A Canadian university’s student body has announced that it will reinstate free yoga classes for students, after suspending the lessons over fears that they could be seen as a form of “cultural appropriation” of a non-Western practice.
The University of Ottawa Student Federation’s Centre for Students with Disabilities said in a Facebook post that it would resume the weekly classes from this week.
In November, the student body suspended the classes stating in an email that “while yoga is a really great idea and accessible and great for students...there are cultural issues of implication involved in the practice”, according to the Ottawa Sun.
Romeo Ahimakin, acting student federation president, told the Ottawa Sun that the decision did not result from a complaint, but the yoga sessions had been suspended while the federation consulted with students “to make it better, more accessible and more inclusive to certain groups of people that feel left out in yoga-like spaces”.
However, the new classes will not be run by Jennifer Scharf, who has led the lessons since 2008, but by a new instructor, Priya Shah, who has questioned whether she was hired “because I’m Indian”. Ms Shah told CBC News that the review of the classes had not been mentioned to her by the student body.

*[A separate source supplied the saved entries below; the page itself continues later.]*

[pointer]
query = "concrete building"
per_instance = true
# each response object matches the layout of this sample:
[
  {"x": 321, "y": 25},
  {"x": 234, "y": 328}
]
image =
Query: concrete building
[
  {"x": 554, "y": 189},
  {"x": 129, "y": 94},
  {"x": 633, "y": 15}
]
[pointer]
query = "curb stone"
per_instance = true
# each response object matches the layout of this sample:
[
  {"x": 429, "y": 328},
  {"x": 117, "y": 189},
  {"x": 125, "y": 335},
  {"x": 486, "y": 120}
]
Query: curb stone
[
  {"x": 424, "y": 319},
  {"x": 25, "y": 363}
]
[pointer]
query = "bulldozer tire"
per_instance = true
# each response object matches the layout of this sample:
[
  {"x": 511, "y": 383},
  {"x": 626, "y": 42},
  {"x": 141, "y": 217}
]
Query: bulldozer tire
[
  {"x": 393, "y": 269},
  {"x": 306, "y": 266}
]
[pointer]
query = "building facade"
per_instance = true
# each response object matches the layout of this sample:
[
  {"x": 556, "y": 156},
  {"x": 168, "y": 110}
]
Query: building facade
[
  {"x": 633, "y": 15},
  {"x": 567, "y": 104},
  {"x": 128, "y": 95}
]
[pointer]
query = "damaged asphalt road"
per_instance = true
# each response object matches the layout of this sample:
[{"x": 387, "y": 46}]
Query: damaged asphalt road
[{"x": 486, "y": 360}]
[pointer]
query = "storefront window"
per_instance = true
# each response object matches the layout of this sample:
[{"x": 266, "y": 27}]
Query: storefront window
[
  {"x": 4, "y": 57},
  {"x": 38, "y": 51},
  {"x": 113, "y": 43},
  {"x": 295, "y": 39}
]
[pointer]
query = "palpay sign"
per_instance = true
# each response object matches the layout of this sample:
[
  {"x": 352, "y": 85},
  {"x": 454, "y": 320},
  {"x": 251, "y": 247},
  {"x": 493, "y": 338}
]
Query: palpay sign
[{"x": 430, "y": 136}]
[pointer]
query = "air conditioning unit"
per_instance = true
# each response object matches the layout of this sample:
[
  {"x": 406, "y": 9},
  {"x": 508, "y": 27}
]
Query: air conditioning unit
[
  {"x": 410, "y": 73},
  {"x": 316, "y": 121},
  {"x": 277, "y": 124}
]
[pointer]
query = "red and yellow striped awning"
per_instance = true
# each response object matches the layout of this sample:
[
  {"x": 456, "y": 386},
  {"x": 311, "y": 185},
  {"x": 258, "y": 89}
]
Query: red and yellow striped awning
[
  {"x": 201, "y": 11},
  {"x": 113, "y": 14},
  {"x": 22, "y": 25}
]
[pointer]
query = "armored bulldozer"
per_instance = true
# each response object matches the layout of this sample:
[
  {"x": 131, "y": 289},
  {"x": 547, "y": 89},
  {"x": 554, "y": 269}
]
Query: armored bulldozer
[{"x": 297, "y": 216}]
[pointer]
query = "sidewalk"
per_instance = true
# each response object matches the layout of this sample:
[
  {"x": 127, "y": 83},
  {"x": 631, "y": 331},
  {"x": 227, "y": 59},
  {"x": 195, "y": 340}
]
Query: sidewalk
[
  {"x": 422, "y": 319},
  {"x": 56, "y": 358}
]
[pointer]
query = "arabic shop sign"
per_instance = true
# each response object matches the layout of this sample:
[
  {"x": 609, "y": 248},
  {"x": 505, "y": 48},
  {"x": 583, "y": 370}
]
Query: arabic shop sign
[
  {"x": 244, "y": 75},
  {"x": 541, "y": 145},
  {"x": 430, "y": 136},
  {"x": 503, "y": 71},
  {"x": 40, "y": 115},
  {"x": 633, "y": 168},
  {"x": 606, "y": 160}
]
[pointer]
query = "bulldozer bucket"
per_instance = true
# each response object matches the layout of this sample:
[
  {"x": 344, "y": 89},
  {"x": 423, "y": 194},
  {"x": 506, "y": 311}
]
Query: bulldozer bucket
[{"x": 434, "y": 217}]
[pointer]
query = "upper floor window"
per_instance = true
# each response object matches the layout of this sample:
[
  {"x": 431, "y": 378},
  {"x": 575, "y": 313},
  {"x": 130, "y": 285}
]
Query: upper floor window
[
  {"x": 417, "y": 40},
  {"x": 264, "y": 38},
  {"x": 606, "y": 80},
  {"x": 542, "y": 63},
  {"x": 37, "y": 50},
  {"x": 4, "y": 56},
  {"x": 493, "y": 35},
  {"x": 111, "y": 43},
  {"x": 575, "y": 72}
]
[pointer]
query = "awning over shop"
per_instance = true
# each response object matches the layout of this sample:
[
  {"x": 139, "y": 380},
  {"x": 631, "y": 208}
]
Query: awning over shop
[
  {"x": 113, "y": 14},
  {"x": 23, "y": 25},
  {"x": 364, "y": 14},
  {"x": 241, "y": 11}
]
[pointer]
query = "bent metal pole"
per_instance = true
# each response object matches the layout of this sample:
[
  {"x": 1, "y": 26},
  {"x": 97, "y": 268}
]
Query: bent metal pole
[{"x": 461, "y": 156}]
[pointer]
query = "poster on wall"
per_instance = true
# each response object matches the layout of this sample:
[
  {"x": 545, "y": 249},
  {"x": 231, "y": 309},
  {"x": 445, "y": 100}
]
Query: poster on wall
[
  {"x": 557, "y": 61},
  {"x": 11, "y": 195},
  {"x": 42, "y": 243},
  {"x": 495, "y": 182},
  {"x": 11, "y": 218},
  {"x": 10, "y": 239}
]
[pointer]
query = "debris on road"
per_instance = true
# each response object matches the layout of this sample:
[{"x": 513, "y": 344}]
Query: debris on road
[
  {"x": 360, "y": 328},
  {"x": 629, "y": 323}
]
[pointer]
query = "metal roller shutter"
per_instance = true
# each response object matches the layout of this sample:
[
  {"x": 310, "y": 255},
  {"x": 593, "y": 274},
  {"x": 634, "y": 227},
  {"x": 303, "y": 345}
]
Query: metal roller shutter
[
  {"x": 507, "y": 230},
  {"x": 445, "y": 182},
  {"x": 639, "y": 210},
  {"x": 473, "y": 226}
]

“Nothing was brought to my attention to teach in a different way or do something differently than the other instructor because none of that was really mentioned to me,” she said.
“When I read [about it], I was kind of thinking ‘Did they hire me because I’m Indian?…I was born in Calgary, I grew up in Canada but my background is Indian and I’ve been there once before. I was there for about five months.
“There are many people in my family who practise but I’ve never had the thought that since I’m Indian that I’m a better yoga teacher.”